Management Algorithm
For patients with confirmed myopericarditis (pericarditis + elevated troponin):
Hospital admission for continuous telemetry monitoring 1
Anti-inflammatory therapy with NSAIDs (ibuprofen 600-800 mg three times daily or aspirin 750-1000 mg three times daily) plus colchicine 0.5 mg twice daily 1
Avoid anticoagulation unless clear evidence of type 1 MI exists, as this worsens outcomes 4
Serial troponin and inflammatory markers to monitor disease activity 1, 3
Follow-up assessment at 1 week to evaluate response to anti-inflammatory therapy 1
Cardiac MRI if diagnostic uncertainty persists or to assess extent of myocardial involvement 1, 2
Critical Pitfalls to Avoid
Do not pursue urgent cardiac catheterization reflexively for troponin elevation in the setting of suspected myopericarditis with typical EKG changes and no focal ischemic features 4, 6, 5. This delays appropriate anti-inflammatory treatment and exposes patients to unnecessary anticoagulation risks 4.
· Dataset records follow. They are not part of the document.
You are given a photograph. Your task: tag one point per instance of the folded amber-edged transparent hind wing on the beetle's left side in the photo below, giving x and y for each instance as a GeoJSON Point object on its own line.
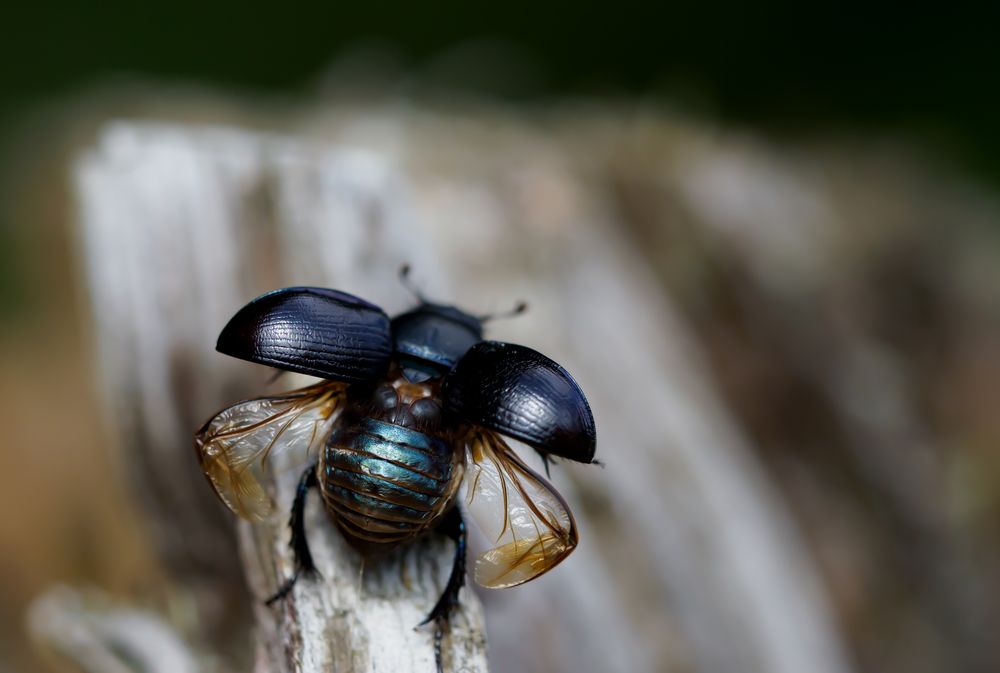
{"type": "Point", "coordinates": [235, 446]}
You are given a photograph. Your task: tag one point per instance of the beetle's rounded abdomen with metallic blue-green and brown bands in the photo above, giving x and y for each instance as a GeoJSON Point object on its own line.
{"type": "Point", "coordinates": [384, 482]}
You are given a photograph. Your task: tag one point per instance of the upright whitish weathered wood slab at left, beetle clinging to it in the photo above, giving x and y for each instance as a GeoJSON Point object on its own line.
{"type": "Point", "coordinates": [180, 227]}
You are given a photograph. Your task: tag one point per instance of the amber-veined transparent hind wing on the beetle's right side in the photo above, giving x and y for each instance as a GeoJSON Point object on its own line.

Do not dismiss elevated troponin as benign even though minimally elevated troponin in pericarditis does not confer worse short-term prognosis 1, 2. The presence of troponin elevation defines myopericarditis and requires hospital admission and monitoring, as sudden cardiac death can occur even without traditional high-risk features 7.
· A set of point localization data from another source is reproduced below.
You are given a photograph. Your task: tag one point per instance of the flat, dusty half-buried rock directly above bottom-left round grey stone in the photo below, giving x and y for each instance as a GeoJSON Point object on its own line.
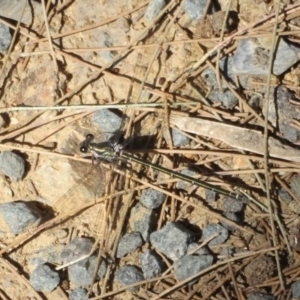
{"type": "Point", "coordinates": [50, 254]}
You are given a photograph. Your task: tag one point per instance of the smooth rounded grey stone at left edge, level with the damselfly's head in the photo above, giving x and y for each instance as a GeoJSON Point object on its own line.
{"type": "Point", "coordinates": [12, 165]}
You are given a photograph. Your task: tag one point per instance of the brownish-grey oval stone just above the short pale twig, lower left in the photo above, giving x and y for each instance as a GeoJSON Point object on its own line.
{"type": "Point", "coordinates": [77, 248]}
Do not assume normal echocardiography excludes significant disease 2. Proceed with cardiac MRI if clinical suspicion remains high despite normal TTE 1, 2.
Prognosis and Follow-up
Elevated troponin in myopericarditis identifies a subgroup with reduced risk of recurrences compared to isolated pericarditis (4% vs 17%) 8. However, cardiac mortality may be higher in myopericarditis despite absence of clinical heart failure 9. Subacute presentation and failure to respond to NSAIDs within 7 days predict adverse outcomes including tamponade, constriction, and recurrence 1, 8.